Sisterhood

Why do people say, “Every day should be Valentine’s Day” or “We should show our love not just on special occasions?”

People do not readily “give love” when it’s not the “day of hearts,” let alone Christmas Day, and they certainly do not go around showering loved ones with thoughtful gestures — “just because.”

Most of the time, these days, everyone is too preoccupied, distracted, or too busy to care. We keep time to ourselves and only emerge from the funk of self-absorption when malls blare reminders we cannot ignore.

Ordinarily, we only see what is not there and fail to appreciate what we actually do have. It sounds new age, but it’s been true for ages.

Family, for some, is a fail-safe, so they end up taking them for granted. They think it would be impossible to lose something they have had since birth. This is the kind of thinking that usually guarantees failure.

Relationships take work, or as the cliché goes, it’s a give and take.

Even our pets reciprocate. They are some of the creatures put on this earth to love us unconditionally.

We cannot help but love them right back and care for them like it’s Valentine’s Day every day. I cannot say the same about people.

It being Valentine’s Day as I write this, I think about what love is — just like I did a year ago when I mused about Toni Gonzaga’s decision to support Bongbong Marcos’s candidacy, thereby risking her career at the network she used to call home.

In that piece, I decided it was love that made her do it — it’s the only emotion that makes sense for her to have taken such a risk (unless, of course, such a consequence never crossed her mind then).

This year, my ruminations on love veer toward family and bonds similar to family — whether this is at your work or in your social or civic ties.

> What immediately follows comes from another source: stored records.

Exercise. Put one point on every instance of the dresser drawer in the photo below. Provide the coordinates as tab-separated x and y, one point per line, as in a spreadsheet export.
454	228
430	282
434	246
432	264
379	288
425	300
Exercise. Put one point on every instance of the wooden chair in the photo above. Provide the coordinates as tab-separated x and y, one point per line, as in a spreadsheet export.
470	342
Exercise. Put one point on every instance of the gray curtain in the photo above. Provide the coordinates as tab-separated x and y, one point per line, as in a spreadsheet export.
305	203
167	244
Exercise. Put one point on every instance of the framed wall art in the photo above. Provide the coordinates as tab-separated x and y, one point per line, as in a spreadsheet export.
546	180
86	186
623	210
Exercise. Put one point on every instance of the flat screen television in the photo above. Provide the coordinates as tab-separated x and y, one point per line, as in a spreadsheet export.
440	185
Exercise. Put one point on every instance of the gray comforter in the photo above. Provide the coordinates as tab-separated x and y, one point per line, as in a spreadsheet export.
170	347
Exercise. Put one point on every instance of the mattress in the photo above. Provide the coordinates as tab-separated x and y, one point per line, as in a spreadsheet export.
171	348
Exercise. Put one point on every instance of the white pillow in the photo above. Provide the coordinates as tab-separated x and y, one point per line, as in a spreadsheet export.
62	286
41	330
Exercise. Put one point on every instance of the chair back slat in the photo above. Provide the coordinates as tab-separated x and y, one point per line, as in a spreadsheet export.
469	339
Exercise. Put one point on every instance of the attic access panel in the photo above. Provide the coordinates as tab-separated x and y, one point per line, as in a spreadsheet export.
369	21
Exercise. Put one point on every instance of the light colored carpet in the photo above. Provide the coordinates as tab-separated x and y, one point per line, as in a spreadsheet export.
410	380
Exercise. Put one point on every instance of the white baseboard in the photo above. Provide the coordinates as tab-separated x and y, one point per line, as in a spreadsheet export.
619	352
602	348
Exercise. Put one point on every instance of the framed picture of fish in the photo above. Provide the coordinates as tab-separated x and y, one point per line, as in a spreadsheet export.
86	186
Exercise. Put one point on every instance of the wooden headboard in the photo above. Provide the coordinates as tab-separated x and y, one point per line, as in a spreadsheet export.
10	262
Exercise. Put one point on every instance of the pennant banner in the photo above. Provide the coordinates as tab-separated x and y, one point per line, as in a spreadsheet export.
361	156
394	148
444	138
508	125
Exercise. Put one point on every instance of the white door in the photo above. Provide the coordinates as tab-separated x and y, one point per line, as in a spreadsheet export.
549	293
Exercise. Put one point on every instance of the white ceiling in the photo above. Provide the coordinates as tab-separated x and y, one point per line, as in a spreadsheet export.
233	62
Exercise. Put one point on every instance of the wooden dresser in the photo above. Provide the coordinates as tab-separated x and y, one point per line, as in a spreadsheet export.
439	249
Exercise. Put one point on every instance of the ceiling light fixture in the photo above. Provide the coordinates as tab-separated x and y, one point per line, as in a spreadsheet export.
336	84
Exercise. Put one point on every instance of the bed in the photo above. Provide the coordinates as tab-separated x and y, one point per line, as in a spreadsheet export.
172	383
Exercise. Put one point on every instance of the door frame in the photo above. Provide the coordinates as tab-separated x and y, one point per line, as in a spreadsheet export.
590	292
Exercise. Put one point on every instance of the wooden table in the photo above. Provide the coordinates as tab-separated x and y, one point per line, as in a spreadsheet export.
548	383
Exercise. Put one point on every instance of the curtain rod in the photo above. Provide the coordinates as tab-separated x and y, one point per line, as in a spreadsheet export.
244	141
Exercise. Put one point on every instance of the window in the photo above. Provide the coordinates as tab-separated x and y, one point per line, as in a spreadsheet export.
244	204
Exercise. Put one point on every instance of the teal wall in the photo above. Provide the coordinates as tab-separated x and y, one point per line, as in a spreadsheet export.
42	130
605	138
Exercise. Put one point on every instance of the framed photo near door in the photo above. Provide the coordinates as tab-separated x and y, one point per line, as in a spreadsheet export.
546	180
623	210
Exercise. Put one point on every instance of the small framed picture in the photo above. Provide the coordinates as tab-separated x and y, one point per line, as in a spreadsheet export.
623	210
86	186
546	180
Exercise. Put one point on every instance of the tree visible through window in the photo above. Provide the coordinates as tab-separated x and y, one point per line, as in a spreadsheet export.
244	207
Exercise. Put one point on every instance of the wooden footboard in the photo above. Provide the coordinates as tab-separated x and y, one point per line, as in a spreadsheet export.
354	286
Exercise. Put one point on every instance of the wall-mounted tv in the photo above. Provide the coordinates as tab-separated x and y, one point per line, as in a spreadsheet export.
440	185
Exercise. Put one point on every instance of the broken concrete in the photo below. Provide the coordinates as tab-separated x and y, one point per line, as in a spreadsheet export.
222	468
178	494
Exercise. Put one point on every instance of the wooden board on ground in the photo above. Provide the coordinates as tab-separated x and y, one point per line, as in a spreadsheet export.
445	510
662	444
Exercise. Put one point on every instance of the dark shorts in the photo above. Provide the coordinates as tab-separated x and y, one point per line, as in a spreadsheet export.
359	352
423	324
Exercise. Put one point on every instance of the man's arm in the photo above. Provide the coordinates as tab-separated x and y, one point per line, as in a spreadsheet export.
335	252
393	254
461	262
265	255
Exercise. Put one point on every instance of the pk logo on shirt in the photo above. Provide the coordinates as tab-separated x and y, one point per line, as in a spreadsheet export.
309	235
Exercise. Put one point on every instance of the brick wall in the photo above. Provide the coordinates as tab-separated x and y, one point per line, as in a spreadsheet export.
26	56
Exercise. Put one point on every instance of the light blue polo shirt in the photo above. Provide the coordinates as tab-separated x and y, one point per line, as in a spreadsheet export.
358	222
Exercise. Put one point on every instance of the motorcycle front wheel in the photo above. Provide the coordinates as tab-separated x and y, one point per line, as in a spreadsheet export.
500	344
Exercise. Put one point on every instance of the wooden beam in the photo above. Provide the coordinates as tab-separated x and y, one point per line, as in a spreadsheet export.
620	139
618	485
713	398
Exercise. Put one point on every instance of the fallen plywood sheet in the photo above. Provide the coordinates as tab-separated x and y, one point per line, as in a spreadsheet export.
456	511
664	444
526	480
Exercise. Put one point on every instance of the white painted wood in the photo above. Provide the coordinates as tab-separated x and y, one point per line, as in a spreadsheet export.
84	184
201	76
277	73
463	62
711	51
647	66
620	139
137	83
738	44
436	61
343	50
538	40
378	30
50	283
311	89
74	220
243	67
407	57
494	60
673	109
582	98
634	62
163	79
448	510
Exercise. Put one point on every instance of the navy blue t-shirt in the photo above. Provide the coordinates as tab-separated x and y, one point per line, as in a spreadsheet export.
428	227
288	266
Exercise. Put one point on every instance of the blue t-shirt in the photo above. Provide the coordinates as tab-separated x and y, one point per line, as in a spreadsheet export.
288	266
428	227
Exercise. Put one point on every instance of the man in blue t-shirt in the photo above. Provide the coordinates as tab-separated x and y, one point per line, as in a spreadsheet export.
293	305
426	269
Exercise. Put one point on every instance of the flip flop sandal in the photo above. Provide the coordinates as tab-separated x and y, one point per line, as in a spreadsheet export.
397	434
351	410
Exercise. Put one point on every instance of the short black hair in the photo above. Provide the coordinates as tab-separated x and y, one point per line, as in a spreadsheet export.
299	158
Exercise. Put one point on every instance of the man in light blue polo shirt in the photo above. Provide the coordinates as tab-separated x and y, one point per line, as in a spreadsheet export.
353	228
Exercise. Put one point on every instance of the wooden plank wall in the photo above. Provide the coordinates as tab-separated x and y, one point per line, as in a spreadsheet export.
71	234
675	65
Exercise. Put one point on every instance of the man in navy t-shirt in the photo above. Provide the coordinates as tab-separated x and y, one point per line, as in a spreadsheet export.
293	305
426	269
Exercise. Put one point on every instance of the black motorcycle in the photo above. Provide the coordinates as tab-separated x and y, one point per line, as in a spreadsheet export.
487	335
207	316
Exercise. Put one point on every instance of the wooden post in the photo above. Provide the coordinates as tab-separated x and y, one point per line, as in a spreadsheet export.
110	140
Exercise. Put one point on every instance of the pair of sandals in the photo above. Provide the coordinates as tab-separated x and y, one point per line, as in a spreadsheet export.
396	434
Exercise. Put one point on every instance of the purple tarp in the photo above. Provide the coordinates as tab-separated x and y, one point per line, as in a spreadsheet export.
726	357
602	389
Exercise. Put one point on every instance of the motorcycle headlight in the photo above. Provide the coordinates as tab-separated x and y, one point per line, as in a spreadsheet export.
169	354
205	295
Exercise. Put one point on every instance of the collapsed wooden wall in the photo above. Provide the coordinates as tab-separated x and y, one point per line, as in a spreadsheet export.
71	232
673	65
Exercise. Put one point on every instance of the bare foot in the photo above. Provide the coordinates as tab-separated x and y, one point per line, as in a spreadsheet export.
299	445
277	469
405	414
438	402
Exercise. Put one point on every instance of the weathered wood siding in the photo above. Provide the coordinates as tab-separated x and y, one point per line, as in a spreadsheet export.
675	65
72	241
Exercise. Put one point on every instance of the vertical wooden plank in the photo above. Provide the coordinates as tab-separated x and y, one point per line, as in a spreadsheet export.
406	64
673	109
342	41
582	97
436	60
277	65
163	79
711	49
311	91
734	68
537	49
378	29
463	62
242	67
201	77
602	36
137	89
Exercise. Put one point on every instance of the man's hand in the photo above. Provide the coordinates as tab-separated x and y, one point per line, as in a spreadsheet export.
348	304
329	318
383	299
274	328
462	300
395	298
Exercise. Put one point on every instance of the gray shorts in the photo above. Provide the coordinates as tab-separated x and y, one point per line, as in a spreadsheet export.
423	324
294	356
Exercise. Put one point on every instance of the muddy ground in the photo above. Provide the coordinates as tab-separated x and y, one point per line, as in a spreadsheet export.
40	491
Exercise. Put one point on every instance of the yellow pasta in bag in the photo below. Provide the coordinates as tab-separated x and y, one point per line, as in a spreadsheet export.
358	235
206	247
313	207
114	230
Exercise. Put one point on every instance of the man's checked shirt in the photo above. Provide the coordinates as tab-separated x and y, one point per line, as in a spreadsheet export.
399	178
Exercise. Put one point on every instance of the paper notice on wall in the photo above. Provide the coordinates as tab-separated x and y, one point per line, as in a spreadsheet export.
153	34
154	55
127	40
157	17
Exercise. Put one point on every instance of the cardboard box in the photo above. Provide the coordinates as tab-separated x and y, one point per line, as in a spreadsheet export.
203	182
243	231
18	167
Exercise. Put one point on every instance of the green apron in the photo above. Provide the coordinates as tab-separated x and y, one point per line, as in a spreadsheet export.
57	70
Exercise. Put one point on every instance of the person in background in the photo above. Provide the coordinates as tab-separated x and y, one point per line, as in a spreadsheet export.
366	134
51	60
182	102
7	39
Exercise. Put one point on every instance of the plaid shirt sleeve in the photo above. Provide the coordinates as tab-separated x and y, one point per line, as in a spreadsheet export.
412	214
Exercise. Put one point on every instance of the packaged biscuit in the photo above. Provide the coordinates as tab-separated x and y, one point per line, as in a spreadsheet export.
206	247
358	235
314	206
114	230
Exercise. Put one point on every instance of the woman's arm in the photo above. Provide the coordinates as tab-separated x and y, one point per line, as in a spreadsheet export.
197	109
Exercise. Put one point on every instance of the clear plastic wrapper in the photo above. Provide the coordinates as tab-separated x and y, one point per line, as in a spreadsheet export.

In college, I joined the Sigma Delta Phi upon the invitation of a former schoolmate and family friend from my hometown in Albay. For one semester, 13 of us learned to become “sisters” by overcoming creative challenges as individuals and as a unit. We learned to work together and trust each other even though most of us were total strangers when we started. By the end of that whole exercise, we were sisters to the core. Up to now, our batch of 32 members remains solid even though many had moved to different parts of the world.

This sort of bond was something I never imagined I would have back then. In the few remaining years I spent at the University of the Philippines Diliman as a “sis” to so many wonderful ladies I still call my friends to this day, I learned so much more about the organization that I had joined as we became part of several socio-civic projects that the sorority organized.

SDP taught me to open my heart to others more — to understand that people are different but essentially the same. The sisterhood taught me about respect and acceptance and loving what you do and always doing the best you can in whatever situation.

SDP turns 90 this year, and part of the celebration on 25 February is the Mariang Maya Award, given every five years since 1983 to its outstanding members. The MMA was first established during the time of Editha Lazo-Arambulo ’53 and Betty Go Belmonte ’52, when they were president and vice president, respectively, of the sorority’s 50th anniversary.

This year, I am proud to say that one of my ka-batches, Frances Rivera ’89, will receive her MMA as an Outstanding Achiever in Broadcast Communications. My “global citizen” of a sis will come home soon, and we will embrace her back into our fold as if no time had passed, as if distance had not separated us. We are all still one, you see, sisters not by blood, but by soul.